Military History is Not Dead Yet

Following up on David Stone’s “Glass Half-Full” piece of 30 August, I submit the following conclusion to a commentary that will appear in a special January 2008 issue of The Russian Review devoted to the Russo-Japanese War. My piece is one of three commentaries written in response to three articles on the conflict, two of which are in the realm of cultural history. The other is by a social historian. As you can see, I had the same thought as David when I read Robert Townsend’s piece in Perspectives last January. I would be interested to know if there are any military historians in our field who do feel beleaguered.

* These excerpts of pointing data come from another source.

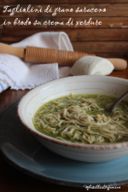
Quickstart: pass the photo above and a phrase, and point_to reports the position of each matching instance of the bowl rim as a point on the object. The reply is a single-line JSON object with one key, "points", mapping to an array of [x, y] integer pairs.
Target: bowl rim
{"points": [[67, 143]]}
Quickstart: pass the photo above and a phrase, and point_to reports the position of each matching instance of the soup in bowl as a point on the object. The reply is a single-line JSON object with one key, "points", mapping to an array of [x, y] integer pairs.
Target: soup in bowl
{"points": [[68, 116]]}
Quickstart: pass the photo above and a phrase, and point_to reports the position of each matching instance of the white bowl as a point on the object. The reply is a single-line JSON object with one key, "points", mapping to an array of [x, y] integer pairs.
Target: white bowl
{"points": [[30, 103]]}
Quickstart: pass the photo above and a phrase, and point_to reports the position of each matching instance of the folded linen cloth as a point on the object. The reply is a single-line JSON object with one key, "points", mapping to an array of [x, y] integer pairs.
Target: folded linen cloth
{"points": [[16, 74]]}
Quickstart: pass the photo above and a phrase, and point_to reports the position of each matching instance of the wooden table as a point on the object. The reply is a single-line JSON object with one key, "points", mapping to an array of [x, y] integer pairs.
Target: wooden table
{"points": [[12, 180]]}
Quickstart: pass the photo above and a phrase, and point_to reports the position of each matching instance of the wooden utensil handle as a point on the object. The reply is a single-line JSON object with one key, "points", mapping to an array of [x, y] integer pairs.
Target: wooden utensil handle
{"points": [[45, 55]]}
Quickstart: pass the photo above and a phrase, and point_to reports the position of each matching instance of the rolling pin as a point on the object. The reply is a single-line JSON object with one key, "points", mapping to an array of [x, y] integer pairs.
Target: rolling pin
{"points": [[46, 55]]}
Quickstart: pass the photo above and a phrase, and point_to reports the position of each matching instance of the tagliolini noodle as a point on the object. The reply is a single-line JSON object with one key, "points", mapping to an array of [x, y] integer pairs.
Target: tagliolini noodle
{"points": [[82, 118]]}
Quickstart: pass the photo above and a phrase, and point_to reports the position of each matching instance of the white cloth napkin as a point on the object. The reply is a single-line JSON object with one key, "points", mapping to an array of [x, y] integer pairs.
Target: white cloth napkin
{"points": [[16, 74]]}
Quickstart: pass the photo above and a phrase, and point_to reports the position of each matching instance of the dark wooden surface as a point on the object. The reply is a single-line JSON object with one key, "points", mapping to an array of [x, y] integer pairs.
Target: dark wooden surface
{"points": [[13, 180], [109, 40]]}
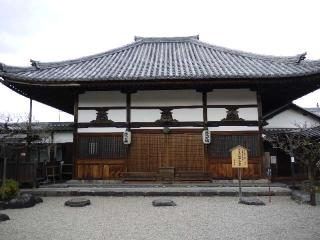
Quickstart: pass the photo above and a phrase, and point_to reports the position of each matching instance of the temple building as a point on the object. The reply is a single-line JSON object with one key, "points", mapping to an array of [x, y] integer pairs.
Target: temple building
{"points": [[162, 106]]}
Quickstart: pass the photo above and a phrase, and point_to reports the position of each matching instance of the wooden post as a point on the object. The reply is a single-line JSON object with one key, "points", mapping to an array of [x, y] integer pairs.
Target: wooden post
{"points": [[240, 187], [204, 109], [259, 102], [29, 131], [75, 134], [4, 173], [128, 109]]}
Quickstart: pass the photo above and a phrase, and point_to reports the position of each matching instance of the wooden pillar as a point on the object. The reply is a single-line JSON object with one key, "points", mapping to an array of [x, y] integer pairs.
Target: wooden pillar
{"points": [[204, 109], [4, 173], [75, 135], [29, 133], [260, 122]]}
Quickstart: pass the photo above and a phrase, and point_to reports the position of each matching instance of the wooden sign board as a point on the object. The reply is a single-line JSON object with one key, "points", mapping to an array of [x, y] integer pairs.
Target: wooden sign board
{"points": [[239, 157]]}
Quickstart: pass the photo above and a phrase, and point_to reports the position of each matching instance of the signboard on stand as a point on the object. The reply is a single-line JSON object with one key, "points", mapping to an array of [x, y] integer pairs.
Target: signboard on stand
{"points": [[239, 158]]}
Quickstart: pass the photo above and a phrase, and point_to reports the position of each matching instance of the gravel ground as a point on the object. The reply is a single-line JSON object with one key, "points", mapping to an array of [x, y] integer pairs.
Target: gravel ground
{"points": [[135, 218]]}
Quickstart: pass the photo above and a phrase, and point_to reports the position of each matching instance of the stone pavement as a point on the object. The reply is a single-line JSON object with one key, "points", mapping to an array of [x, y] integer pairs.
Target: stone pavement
{"points": [[140, 189]]}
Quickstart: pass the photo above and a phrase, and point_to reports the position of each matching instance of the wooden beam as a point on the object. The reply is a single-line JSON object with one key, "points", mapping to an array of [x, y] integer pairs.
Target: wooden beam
{"points": [[173, 107], [171, 124]]}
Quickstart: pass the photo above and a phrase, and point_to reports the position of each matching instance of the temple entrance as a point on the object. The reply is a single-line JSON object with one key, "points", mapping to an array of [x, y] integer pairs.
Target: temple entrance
{"points": [[150, 151]]}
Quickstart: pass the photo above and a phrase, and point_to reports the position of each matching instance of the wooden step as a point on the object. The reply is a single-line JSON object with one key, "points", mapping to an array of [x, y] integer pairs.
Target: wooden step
{"points": [[192, 176], [139, 176]]}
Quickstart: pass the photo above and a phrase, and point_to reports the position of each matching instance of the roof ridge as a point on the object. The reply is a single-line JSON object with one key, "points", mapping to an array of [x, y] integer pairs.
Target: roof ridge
{"points": [[45, 65], [165, 39], [291, 59], [38, 65]]}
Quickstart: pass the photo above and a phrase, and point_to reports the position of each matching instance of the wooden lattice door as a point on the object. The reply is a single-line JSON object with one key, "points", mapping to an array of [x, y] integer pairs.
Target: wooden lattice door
{"points": [[183, 151]]}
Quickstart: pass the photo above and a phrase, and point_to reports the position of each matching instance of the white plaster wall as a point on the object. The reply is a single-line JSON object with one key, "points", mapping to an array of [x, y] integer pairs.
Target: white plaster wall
{"points": [[100, 130], [166, 98], [145, 115], [232, 97], [102, 99], [62, 137], [117, 115], [291, 118], [188, 115], [233, 128]]}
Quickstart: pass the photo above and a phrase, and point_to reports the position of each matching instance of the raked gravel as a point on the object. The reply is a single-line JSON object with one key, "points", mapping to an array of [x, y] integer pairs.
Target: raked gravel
{"points": [[133, 218]]}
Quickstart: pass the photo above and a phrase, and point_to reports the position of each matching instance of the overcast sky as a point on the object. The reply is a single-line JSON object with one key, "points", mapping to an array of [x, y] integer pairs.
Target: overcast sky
{"points": [[56, 30]]}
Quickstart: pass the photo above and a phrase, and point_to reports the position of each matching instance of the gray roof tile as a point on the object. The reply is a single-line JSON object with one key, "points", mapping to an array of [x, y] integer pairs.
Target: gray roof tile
{"points": [[165, 58]]}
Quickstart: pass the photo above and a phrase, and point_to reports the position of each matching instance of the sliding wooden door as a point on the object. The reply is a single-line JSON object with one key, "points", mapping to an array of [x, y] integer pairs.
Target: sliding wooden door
{"points": [[150, 151]]}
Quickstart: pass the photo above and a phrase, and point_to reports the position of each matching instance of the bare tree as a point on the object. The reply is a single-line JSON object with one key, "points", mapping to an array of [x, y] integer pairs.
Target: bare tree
{"points": [[12, 126], [304, 145]]}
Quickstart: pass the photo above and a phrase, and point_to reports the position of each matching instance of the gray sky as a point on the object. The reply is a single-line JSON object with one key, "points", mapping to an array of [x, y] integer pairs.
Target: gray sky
{"points": [[56, 30]]}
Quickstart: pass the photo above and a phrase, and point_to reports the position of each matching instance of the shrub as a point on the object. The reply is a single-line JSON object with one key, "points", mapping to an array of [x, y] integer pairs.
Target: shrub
{"points": [[11, 189]]}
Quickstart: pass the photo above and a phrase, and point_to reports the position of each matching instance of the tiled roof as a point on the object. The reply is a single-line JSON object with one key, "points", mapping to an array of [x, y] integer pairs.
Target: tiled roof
{"points": [[165, 58], [307, 132]]}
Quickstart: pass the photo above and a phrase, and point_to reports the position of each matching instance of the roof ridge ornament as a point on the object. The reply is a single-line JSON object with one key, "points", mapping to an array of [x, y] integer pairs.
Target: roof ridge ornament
{"points": [[301, 57], [3, 67], [35, 64]]}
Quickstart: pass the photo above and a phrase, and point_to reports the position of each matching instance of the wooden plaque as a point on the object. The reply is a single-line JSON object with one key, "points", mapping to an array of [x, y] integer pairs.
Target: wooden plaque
{"points": [[239, 157]]}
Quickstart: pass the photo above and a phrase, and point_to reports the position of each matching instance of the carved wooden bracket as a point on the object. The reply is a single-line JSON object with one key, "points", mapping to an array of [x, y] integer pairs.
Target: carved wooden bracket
{"points": [[102, 116], [232, 114], [166, 116]]}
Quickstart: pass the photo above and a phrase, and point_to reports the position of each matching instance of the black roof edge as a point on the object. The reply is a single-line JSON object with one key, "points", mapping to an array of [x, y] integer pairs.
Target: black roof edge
{"points": [[288, 106]]}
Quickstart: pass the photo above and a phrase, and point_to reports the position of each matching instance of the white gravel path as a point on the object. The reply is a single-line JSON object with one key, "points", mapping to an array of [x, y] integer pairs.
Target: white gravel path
{"points": [[135, 218]]}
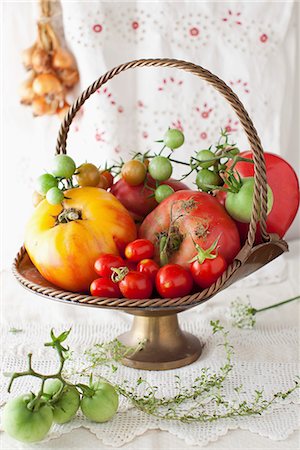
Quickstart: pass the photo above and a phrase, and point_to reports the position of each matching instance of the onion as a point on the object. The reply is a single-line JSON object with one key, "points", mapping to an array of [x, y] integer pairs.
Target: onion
{"points": [[27, 57], [41, 107], [69, 77], [40, 60], [62, 59], [46, 83], [26, 91], [61, 112]]}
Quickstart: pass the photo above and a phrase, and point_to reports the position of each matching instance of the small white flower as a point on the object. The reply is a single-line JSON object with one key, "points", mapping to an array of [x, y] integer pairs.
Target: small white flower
{"points": [[242, 314]]}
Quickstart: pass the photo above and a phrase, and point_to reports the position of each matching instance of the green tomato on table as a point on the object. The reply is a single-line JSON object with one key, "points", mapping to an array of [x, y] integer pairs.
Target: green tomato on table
{"points": [[25, 424], [65, 400]]}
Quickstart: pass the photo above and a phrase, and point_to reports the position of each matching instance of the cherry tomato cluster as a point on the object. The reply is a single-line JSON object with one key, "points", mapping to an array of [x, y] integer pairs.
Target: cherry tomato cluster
{"points": [[138, 275], [60, 177], [159, 167]]}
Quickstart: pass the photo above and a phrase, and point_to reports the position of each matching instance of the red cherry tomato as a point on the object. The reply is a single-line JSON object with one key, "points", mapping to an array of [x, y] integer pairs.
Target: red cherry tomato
{"points": [[149, 267], [206, 273], [105, 287], [139, 249], [172, 280], [136, 285], [105, 262]]}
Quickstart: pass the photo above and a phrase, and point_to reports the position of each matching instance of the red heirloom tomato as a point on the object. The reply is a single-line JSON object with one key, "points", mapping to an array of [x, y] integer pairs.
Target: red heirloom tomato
{"points": [[283, 181], [206, 273], [149, 267], [187, 218], [105, 262], [105, 287], [139, 249], [139, 200], [136, 285], [173, 280]]}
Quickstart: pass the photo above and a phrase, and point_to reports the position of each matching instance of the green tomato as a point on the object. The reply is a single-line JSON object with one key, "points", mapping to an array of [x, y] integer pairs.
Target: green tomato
{"points": [[173, 138], [239, 204], [65, 402], [102, 405], [203, 156], [63, 166], [54, 196], [45, 182], [160, 168], [163, 191], [206, 180], [23, 424]]}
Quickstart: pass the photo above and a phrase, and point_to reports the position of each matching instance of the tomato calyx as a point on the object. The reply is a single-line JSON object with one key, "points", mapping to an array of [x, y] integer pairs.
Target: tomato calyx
{"points": [[119, 273], [69, 215], [202, 254]]}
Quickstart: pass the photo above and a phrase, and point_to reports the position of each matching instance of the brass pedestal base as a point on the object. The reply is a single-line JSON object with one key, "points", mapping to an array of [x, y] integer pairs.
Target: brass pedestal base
{"points": [[166, 346]]}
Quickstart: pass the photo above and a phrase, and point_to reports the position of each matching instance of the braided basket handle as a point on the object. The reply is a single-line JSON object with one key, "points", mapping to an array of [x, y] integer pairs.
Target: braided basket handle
{"points": [[259, 210]]}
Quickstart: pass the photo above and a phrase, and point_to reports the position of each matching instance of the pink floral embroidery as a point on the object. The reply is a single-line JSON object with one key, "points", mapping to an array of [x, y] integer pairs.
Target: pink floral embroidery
{"points": [[178, 125], [99, 136], [168, 80], [108, 95], [240, 83], [97, 28], [205, 112], [263, 38], [232, 17], [231, 126], [194, 31]]}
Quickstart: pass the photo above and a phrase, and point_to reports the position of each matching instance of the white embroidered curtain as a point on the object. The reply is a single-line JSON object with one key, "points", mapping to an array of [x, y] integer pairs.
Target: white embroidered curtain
{"points": [[250, 45]]}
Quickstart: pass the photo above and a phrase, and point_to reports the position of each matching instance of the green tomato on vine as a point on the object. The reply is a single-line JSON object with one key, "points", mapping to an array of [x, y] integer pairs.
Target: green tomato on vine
{"points": [[45, 182], [63, 166], [173, 138], [239, 204], [163, 191], [160, 168], [54, 196], [207, 180], [203, 157]]}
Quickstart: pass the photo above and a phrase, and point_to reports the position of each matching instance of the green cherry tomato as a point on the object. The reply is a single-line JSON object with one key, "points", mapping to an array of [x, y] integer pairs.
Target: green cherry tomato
{"points": [[239, 204], [64, 400], [160, 168], [87, 175], [23, 424], [63, 166], [206, 180], [203, 156], [103, 404], [54, 196], [163, 191], [173, 138], [45, 182]]}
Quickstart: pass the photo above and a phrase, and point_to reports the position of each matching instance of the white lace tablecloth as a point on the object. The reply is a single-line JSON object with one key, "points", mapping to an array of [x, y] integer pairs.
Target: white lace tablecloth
{"points": [[265, 357]]}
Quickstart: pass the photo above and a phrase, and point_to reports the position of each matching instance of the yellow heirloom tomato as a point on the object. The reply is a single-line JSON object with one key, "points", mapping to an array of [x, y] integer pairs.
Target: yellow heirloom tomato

LET A HUNDRED FLOWERS BLOOM
None of the three essays directly addresses military history. This fact might well confirm the worst fears of its practitioners, who periodically lament their field’s decline. In a recent editorial, the Classics scholar Victor David Hanson lamented “the loneliness of the military historian,” a sentiment shared by Frederick Kagan in his essay, “Why Military History Matters.” The discipline incontestably suffered in North America as a result of Vietnam War-era distaste for armed conflict. However, a recent American Historical Association study demonstrates that between 1975 and 2005 the number of history departments on U.S. campuses with at least one specialist in the field has risen from 29.9 percent to 36.2 percent. The study of war has also benefited from the growing awareness among scholars that social, cultural, intellectual, and other disciplinary approaches not commonly associated with the former both enrich the former and enhances its legitimacy. In this regard, the three essays should encourage the military historian in the knowledge that she or he is not so lonely after all.

-from David Schimmelpenninck van der Oye, “Rewriting the Russo-Japanese War: A Centenary Retrospective” The Russian Review 67 (Forthcoming in January 2008), 87.